New York sets disclosure rules for synthetic performers in ads

New York’s new law requires commercial advertisers to disclose certain synthetic performers created with Artificial Intelligence or software algorithms. Businesses using generative Artificial Intelligence in campaigns may need to reassess review workflows, vendor contracts, and disclosure practices.

New York has enacted a law requiring disclosures when certain commercial advertisements include digitally created synthetic performers, including performers generated using Artificial Intelligence or other software algorithms. The measure targets advertisements that use computer-created, reproduced, or modified digital assets intended to appear as non-identifiable human performers in audiovisual or visual performances. Companies using generative Artificial Intelligence tools in marketing, advertising, content creation, and commercial production should evaluate whether existing practices might trigger the law’s disclosure requirements.
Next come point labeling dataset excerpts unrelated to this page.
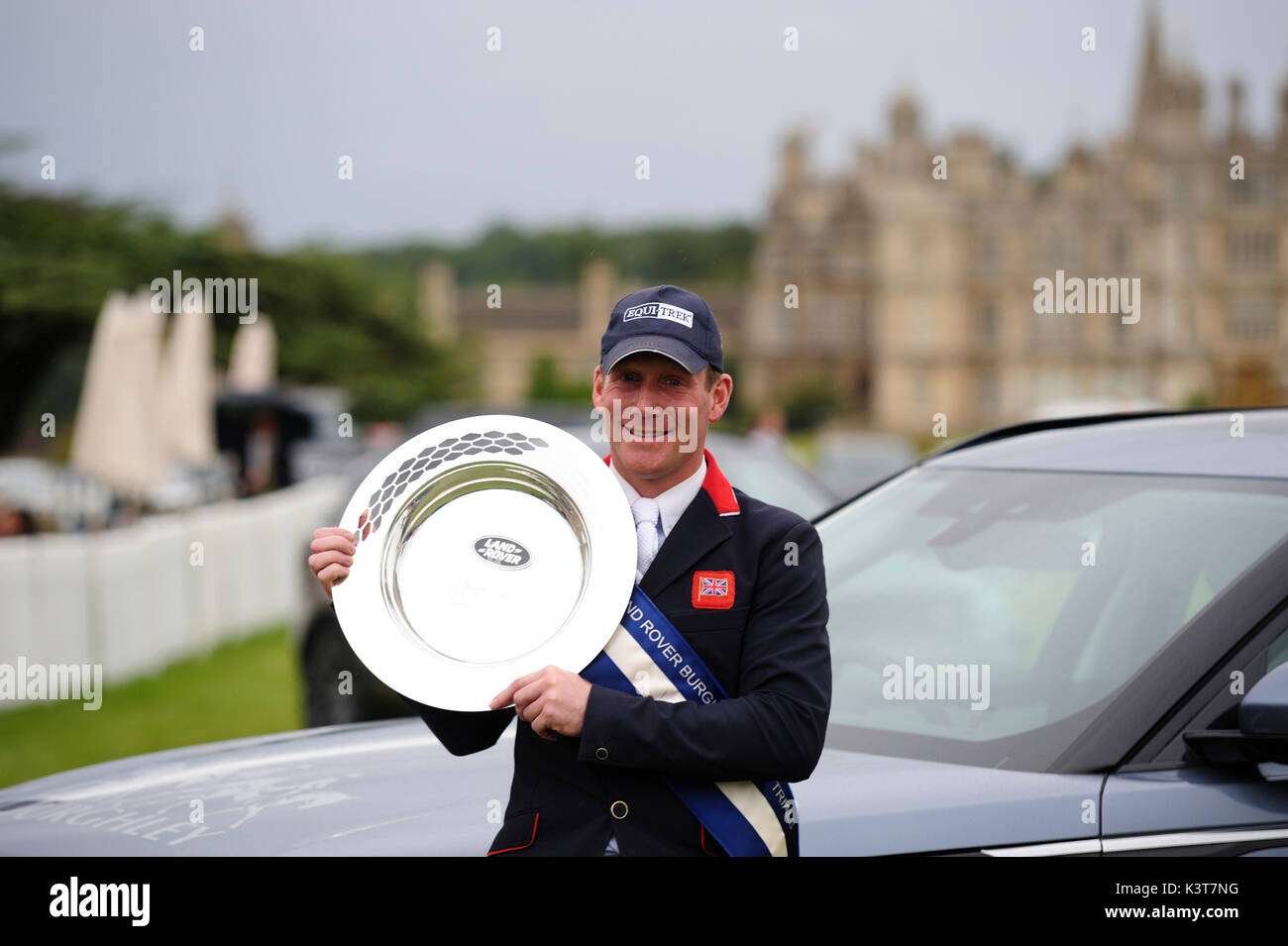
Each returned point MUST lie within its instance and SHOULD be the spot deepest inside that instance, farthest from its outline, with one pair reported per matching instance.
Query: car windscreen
(987, 615)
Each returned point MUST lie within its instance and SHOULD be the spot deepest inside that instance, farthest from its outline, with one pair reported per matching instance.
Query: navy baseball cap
(665, 319)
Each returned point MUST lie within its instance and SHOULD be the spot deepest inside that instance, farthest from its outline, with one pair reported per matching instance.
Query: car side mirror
(1262, 734)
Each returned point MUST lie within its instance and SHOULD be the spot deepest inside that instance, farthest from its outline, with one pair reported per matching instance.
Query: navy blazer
(768, 648)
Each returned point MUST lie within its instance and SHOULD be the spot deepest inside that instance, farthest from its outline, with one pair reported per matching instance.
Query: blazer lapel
(697, 532)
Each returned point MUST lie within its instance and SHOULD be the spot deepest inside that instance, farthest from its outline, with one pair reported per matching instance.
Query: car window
(983, 615)
(1278, 652)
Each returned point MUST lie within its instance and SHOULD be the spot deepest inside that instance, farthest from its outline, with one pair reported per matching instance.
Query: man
(739, 579)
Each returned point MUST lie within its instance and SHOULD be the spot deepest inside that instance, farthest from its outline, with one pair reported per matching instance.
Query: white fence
(138, 598)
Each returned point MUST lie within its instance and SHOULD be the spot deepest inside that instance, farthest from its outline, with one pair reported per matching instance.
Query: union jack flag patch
(712, 588)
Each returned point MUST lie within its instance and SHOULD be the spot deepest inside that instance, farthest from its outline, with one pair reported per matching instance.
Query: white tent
(185, 390)
(253, 360)
(115, 438)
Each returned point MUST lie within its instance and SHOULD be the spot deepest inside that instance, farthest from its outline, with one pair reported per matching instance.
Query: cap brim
(661, 344)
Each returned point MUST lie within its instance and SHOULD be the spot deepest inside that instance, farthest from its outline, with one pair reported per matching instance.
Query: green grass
(245, 687)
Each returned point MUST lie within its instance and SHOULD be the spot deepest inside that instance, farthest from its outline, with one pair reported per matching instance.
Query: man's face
(665, 413)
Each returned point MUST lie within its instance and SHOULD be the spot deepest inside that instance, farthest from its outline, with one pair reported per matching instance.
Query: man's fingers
(322, 559)
(335, 542)
(331, 576)
(531, 710)
(506, 696)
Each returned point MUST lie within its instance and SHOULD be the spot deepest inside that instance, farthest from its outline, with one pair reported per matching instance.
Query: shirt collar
(673, 502)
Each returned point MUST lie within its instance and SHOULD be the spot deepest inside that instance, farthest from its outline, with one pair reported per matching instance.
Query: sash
(648, 657)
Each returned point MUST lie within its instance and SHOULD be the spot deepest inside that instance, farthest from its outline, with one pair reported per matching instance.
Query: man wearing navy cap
(595, 769)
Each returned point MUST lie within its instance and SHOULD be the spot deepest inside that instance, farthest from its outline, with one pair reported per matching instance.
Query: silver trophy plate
(487, 549)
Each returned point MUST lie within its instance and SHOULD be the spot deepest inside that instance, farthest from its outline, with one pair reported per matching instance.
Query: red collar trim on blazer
(716, 485)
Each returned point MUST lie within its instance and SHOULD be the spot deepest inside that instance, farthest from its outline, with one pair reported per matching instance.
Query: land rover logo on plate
(501, 551)
(442, 604)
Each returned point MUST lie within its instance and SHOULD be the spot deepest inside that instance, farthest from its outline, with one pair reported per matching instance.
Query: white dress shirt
(673, 502)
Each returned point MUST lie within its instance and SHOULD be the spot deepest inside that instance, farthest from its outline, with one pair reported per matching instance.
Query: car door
(1168, 802)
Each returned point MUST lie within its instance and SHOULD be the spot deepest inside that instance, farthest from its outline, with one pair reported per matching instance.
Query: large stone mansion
(907, 280)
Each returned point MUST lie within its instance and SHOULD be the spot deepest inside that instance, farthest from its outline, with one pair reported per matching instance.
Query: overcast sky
(447, 137)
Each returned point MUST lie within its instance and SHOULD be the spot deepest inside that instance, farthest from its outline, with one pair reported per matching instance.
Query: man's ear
(720, 394)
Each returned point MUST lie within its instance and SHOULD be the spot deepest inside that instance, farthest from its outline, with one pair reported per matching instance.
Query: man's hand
(333, 555)
(552, 699)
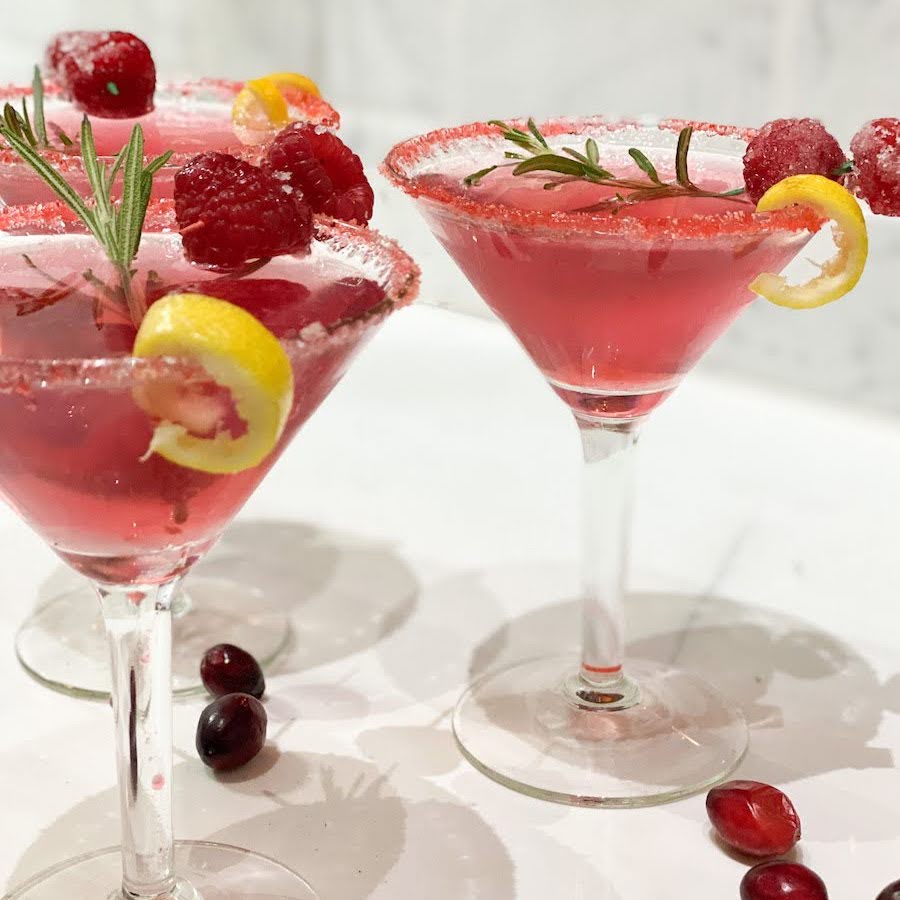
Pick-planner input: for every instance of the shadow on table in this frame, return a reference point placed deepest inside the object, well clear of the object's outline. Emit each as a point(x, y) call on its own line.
point(813, 703)
point(337, 821)
point(342, 593)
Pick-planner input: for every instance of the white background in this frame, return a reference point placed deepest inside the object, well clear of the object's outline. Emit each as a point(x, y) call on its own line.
point(396, 67)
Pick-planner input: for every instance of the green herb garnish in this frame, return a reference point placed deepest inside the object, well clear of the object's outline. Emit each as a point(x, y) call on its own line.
point(117, 226)
point(576, 165)
point(20, 123)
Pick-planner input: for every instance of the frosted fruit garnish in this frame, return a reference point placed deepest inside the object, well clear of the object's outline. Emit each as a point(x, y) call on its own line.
point(843, 270)
point(267, 104)
point(876, 152)
point(241, 355)
point(786, 147)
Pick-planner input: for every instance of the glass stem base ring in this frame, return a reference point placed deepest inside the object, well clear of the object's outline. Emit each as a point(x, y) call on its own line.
point(63, 643)
point(206, 871)
point(523, 727)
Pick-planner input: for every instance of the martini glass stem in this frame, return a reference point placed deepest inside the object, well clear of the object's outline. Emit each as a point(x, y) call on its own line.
point(609, 451)
point(139, 629)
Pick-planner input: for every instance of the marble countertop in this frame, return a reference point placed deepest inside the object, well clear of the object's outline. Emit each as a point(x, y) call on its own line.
point(423, 529)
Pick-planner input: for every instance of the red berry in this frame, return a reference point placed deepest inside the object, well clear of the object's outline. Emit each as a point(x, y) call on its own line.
point(230, 212)
point(753, 817)
point(790, 147)
point(876, 152)
point(780, 880)
point(106, 73)
point(324, 168)
point(226, 669)
point(231, 731)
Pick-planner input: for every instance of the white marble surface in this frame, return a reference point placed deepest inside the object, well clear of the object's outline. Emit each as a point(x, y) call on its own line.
point(397, 67)
point(426, 519)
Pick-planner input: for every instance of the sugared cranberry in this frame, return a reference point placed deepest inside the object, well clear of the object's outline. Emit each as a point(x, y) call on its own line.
point(231, 731)
point(321, 166)
point(787, 147)
point(753, 817)
point(226, 669)
point(106, 73)
point(229, 212)
point(780, 880)
point(876, 153)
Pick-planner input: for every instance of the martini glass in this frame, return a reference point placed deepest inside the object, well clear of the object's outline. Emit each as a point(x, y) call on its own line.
point(71, 442)
point(614, 305)
point(63, 643)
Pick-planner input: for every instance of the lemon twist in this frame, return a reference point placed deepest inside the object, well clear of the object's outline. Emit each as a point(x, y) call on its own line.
point(842, 271)
point(240, 354)
point(264, 103)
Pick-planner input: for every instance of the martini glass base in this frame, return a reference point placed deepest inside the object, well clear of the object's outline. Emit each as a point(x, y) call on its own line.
point(206, 871)
point(63, 644)
point(522, 726)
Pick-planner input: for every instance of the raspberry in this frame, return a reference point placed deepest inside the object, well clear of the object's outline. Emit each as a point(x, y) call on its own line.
point(230, 212)
point(325, 169)
point(106, 73)
point(876, 152)
point(790, 147)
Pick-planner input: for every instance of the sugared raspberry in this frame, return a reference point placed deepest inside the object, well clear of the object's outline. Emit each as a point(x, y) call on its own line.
point(324, 168)
point(787, 147)
point(230, 212)
point(876, 152)
point(106, 73)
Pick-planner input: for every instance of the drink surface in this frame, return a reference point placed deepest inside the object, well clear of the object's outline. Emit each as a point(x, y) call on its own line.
point(614, 313)
point(72, 437)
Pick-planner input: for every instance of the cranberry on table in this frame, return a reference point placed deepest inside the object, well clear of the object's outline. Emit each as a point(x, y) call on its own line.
point(227, 669)
point(231, 731)
point(781, 880)
point(753, 817)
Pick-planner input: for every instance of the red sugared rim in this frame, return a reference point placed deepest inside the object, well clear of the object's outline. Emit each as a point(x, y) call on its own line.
point(399, 279)
point(401, 163)
point(211, 92)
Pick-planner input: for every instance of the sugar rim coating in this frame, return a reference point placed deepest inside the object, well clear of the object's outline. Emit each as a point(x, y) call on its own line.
point(210, 92)
point(400, 165)
point(364, 247)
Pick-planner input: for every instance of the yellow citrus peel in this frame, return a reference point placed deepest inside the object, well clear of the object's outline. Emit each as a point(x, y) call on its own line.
point(241, 355)
point(264, 103)
point(843, 270)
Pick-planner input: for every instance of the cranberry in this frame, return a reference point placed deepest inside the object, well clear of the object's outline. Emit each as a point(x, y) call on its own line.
point(753, 817)
point(781, 880)
point(231, 731)
point(786, 147)
point(226, 669)
point(876, 152)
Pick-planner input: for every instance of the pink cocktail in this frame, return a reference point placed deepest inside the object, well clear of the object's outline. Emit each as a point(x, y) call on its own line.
point(614, 296)
point(74, 464)
point(188, 118)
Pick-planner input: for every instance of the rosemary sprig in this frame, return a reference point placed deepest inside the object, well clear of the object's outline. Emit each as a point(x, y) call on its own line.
point(21, 122)
point(117, 226)
point(576, 165)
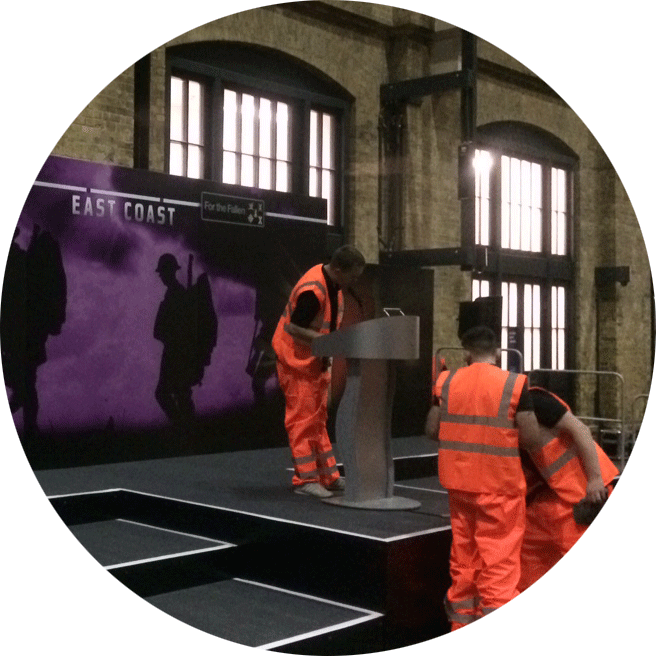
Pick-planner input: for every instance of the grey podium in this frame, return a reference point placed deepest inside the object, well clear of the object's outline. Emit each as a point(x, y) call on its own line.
point(363, 422)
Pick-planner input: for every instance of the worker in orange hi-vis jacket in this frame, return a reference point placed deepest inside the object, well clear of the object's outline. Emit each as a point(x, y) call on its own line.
point(480, 416)
point(567, 473)
point(315, 308)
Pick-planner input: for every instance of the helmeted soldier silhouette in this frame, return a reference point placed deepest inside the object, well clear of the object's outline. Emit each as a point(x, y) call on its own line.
point(187, 327)
point(34, 297)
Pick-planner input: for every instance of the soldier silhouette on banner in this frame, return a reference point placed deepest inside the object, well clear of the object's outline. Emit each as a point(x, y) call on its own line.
point(186, 324)
point(34, 297)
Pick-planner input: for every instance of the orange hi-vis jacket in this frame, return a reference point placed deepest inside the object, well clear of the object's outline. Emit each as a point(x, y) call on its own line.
point(290, 352)
point(559, 465)
point(478, 439)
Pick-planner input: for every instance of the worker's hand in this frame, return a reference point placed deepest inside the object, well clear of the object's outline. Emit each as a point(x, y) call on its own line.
point(596, 491)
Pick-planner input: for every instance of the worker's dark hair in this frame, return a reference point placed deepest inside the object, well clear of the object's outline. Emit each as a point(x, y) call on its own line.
point(346, 257)
point(479, 340)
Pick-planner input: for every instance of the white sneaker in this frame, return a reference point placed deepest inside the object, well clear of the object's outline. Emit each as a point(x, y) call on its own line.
point(313, 490)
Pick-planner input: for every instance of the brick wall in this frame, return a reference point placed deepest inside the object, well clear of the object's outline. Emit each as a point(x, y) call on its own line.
point(373, 44)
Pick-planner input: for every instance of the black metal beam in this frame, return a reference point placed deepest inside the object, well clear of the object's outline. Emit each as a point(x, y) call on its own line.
point(455, 256)
point(406, 90)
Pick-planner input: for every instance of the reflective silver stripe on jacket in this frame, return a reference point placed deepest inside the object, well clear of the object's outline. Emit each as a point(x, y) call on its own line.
point(501, 420)
point(477, 447)
point(548, 471)
point(470, 604)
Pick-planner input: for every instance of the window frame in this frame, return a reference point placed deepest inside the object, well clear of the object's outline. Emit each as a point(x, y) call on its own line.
point(301, 102)
point(506, 265)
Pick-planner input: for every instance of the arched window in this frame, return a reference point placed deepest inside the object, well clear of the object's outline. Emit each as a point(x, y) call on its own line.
point(523, 218)
point(254, 117)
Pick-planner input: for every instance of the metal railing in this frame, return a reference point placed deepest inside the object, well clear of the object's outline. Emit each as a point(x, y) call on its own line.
point(606, 427)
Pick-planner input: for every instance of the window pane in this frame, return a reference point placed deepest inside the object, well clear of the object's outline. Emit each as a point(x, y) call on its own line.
point(482, 164)
point(536, 306)
point(194, 162)
point(558, 212)
point(247, 171)
point(176, 118)
point(229, 168)
point(505, 202)
point(265, 181)
point(314, 138)
point(265, 128)
point(176, 159)
point(282, 176)
point(194, 116)
point(247, 124)
point(229, 120)
point(314, 182)
point(282, 131)
point(328, 194)
point(327, 142)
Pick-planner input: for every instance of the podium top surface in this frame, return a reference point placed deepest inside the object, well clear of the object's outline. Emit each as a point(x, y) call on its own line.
point(386, 338)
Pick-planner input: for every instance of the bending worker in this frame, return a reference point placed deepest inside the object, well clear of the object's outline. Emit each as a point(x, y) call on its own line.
point(315, 308)
point(568, 469)
point(480, 416)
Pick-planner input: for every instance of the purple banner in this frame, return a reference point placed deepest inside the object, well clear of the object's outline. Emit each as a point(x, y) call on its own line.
point(134, 309)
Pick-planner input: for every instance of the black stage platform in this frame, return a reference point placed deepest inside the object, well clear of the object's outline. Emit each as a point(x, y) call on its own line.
point(220, 542)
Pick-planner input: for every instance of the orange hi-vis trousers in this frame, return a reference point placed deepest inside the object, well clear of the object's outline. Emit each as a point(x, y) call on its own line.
point(487, 530)
point(550, 533)
point(306, 412)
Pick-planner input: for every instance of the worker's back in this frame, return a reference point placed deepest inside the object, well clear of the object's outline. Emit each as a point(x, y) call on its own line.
point(478, 439)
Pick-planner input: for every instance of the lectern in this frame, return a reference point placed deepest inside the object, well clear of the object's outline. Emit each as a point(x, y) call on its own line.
point(364, 416)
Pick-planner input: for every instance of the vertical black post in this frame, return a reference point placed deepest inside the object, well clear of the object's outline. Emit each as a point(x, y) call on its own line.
point(468, 97)
point(468, 137)
point(141, 145)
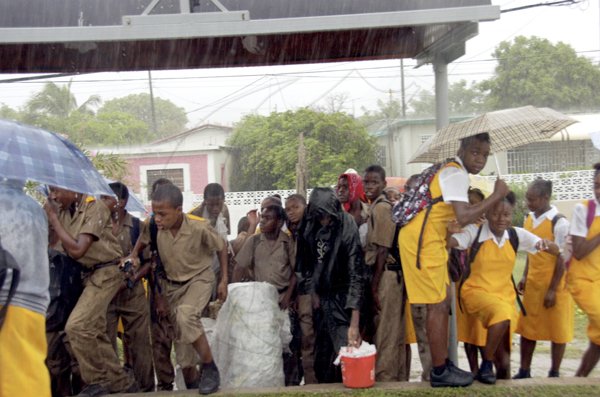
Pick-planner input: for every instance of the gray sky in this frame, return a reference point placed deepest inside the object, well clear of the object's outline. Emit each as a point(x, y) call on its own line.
point(223, 96)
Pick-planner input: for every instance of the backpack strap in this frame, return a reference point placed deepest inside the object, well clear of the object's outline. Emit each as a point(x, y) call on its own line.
point(255, 242)
point(591, 212)
point(433, 202)
point(514, 242)
point(555, 220)
point(470, 258)
point(7, 261)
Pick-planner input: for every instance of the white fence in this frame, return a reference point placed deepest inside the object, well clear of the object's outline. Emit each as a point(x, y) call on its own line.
point(566, 186)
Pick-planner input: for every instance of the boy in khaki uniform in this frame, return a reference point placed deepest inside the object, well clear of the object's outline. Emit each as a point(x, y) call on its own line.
point(270, 257)
point(84, 228)
point(186, 244)
point(130, 304)
point(387, 284)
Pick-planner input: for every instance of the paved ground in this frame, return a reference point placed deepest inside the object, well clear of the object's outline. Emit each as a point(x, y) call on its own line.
point(540, 366)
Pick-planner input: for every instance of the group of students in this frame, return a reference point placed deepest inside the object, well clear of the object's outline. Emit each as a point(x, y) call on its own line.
point(341, 265)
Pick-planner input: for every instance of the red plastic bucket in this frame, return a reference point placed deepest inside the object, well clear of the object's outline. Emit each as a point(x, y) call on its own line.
point(358, 372)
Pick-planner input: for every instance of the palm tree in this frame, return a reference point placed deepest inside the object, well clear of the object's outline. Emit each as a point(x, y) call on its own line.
point(59, 101)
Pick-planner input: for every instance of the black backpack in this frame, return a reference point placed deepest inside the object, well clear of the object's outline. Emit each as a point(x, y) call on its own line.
point(8, 262)
point(514, 242)
point(66, 286)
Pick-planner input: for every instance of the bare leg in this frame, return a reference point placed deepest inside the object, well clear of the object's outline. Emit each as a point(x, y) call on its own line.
point(557, 351)
point(589, 360)
point(203, 349)
point(471, 352)
point(502, 357)
point(527, 348)
point(495, 334)
point(437, 332)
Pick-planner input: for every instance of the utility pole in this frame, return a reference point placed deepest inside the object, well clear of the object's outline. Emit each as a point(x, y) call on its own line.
point(402, 93)
point(154, 128)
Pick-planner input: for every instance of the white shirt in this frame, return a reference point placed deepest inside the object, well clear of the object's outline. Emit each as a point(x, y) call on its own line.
point(579, 219)
point(454, 183)
point(561, 229)
point(465, 239)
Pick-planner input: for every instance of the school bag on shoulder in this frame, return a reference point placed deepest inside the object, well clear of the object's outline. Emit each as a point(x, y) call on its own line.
point(8, 262)
point(418, 199)
point(394, 251)
point(513, 237)
point(65, 289)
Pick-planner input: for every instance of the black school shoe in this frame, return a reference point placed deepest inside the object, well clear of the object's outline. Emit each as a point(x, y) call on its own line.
point(209, 379)
point(486, 373)
point(94, 390)
point(452, 376)
point(522, 374)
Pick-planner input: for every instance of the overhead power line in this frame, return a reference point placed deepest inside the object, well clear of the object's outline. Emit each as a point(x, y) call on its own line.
point(545, 4)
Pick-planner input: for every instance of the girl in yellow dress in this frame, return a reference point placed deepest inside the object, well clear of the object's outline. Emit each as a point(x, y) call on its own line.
point(548, 304)
point(583, 277)
point(488, 292)
point(470, 330)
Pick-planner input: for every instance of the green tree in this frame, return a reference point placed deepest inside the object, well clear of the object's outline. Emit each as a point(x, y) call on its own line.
point(463, 100)
point(170, 118)
point(59, 101)
point(8, 113)
point(533, 71)
point(265, 148)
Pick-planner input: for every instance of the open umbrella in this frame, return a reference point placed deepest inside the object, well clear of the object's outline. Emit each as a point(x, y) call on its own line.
point(508, 128)
point(30, 153)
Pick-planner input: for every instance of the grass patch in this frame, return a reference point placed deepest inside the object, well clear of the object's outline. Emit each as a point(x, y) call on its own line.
point(476, 390)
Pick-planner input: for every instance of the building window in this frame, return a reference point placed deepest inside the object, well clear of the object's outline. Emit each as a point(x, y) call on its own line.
point(552, 156)
point(381, 155)
point(175, 175)
point(424, 138)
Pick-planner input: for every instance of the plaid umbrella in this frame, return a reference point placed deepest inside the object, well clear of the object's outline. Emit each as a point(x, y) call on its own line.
point(30, 153)
point(508, 128)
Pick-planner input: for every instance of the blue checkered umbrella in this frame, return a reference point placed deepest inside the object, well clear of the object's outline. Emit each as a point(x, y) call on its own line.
point(30, 153)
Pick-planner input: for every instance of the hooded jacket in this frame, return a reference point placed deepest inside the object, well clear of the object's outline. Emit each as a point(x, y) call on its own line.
point(341, 270)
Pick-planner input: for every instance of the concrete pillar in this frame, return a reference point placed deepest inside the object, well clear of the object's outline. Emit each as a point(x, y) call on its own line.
point(442, 119)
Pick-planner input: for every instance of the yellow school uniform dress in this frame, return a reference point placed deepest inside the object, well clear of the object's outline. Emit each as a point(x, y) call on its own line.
point(488, 292)
point(556, 323)
point(469, 328)
point(583, 276)
point(427, 285)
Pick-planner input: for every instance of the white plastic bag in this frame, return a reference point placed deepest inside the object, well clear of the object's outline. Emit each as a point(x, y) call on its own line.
point(365, 349)
point(247, 344)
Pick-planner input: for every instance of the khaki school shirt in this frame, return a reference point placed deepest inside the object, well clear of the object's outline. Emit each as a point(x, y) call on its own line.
point(381, 229)
point(92, 217)
point(124, 234)
point(190, 251)
point(273, 261)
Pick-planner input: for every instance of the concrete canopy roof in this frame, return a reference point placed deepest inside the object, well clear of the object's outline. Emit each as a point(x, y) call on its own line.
point(78, 36)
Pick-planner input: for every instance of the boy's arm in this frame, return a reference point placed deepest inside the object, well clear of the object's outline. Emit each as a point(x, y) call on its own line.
point(378, 268)
point(75, 248)
point(466, 213)
point(223, 261)
point(287, 296)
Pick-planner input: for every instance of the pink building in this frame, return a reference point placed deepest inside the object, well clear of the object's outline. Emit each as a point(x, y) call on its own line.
point(191, 159)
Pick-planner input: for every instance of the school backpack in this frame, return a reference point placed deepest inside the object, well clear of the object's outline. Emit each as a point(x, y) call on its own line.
point(513, 237)
point(8, 262)
point(418, 199)
point(65, 289)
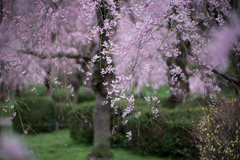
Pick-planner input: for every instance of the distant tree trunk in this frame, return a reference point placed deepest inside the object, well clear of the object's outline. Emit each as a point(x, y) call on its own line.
point(182, 85)
point(101, 111)
point(48, 83)
point(75, 81)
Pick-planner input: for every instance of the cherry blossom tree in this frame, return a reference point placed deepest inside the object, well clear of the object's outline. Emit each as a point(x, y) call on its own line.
point(119, 45)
The disclosure requirements become effective on June 9, 2026, and are codified at N.Y. Gen. Bus. Law § 396-b. Failure to comply with the statute’s disclosure requirements carries civil penalties of $1,000 for the first violation and $5,000 for subsequent violations. The law does not expressly provide a private right of action, suggesting enforcement would likely rest with the New York attorney general or another state enforcement authority.

The statute requires a person engaged in the business of dealing in property or services to conspicuously disclose when a commercial advertisement contains a synthetic performer if the person has actual knowledge that the synthetic performer is included. The law does not define “conspicuously,” prescribe specific disclosure language, set placement rules, or establish format-specific standards. Advertisers may look to the Federal Trade Commission’s “clear and conspicuous” standard as a practical benchmark, including disclosures that are close to the relevant claim, prominent enough for consumers to notice and understand, and not hidden in fine print or behind hyperlinks.

Several exemptions narrow the law’s reach. Promotional materials for expressive works such as motion pictures, television programs, streaming content, documentaries, and video games are excluded when the synthetic performer’s use is consistent with the expressive work. Audio-only advertisements are also excluded, as are uses of Artificial Intelligence tools solely to translate the language of a human performer. Publishers, including newspapers, magazines, television networks, streaming services, billboards, and transit advertisements, are excluded when they merely disseminate an allegedly noncompliant advertisement, while the statute preserves the role of Section 230 of the Communications Decency Act.

Businesses that create, commission, or deploy Artificial Intelligence-generated advertising should inventory campaigns using human-like digital performers or avatars, review agency and vendor relationships, update advertising review procedures, and maintain records tied to vendor disclosures and internal reviews. The law is not limited to television commercials and may apply across digital advertising, social media campaigns, online video, sponsored content, streaming ads, and other commercial marketing materials.